While it is fairly easy to use a published set of stop words, in many cases, using such stop words is completely insufficient for certain applications. For example, in clinical texts, terms like “mcg” “dr.” and “patient” occur almost in every document that you come across. So, these terms may be regarded as potential stop words for clinical text mining and retrieval. Similarly, for tweets, terms like “#” “RT”, “@username” can be potentially regarded as stop words. The common language specific stop word list generally DOES NOT cover such domain specific terms.

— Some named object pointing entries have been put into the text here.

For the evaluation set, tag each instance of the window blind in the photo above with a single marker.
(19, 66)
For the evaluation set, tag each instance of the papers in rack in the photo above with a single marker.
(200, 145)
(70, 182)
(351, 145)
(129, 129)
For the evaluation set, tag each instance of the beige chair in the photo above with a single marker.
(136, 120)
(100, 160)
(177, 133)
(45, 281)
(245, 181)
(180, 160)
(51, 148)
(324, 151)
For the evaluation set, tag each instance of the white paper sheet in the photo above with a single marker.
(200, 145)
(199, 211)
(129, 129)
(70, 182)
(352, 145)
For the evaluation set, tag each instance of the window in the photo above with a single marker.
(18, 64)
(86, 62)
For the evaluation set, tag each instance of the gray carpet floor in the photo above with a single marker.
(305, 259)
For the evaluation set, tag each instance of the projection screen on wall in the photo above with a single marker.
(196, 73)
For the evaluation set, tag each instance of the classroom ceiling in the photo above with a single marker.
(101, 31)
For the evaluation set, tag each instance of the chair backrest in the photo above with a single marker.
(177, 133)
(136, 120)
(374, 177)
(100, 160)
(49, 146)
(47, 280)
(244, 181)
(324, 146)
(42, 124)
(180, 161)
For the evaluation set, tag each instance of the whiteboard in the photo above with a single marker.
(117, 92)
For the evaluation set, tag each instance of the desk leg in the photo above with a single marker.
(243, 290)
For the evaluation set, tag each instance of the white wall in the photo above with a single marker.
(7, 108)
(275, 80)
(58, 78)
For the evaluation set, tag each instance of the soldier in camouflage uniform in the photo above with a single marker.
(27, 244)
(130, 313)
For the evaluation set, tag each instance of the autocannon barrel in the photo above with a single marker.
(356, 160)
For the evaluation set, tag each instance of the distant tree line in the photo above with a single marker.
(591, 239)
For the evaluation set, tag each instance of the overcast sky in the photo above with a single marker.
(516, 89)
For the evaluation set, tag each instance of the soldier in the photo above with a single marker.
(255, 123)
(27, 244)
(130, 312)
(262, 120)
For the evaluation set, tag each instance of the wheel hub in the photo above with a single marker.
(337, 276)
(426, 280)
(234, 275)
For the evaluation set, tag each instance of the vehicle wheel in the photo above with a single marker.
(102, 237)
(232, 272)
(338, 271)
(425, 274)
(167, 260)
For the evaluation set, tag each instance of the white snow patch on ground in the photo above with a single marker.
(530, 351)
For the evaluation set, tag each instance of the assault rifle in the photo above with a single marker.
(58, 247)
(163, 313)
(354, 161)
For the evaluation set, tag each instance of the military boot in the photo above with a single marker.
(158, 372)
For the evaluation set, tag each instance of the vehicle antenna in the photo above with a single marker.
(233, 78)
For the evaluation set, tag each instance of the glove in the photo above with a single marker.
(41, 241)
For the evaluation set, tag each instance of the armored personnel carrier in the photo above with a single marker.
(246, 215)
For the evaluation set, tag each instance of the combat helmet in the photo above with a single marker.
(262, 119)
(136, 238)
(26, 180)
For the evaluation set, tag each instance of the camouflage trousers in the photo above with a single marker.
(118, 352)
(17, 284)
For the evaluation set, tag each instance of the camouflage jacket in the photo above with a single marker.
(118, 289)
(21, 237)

> **d)** Recreate the term-document matrix in exercise (a) after using stopwords for the words (and, are, the, to).  What do you see now in the resulting tdm?

In [13]:
vect = TfidfVectorizer(stop_words={'and','are','the','to'})
TFIDF1 = pd.DataFrame(vect.fit_transform(simple_train).toarray(), columns=vect.get_feature_names())
TFIDF1

Unnamed: 0,bob,brothers,closed,john,store,too,was,went
0,0.517856,0.680919,0.0,0.517856,0.0,0.0,0.0,0.0
1,0.0,0.0,0.427554,0.325166,0.650331,0.0,0.427554,0.325166
2,0.459854,0.0,0.0,0.0,0.459854,0.604652,0.0,0.459854


tf increases if the number of words in the document decrease. idf is constant for a word. So tfidf for a word which is product of tf and idf also increases with increase in tf, thus observed in the above matrix.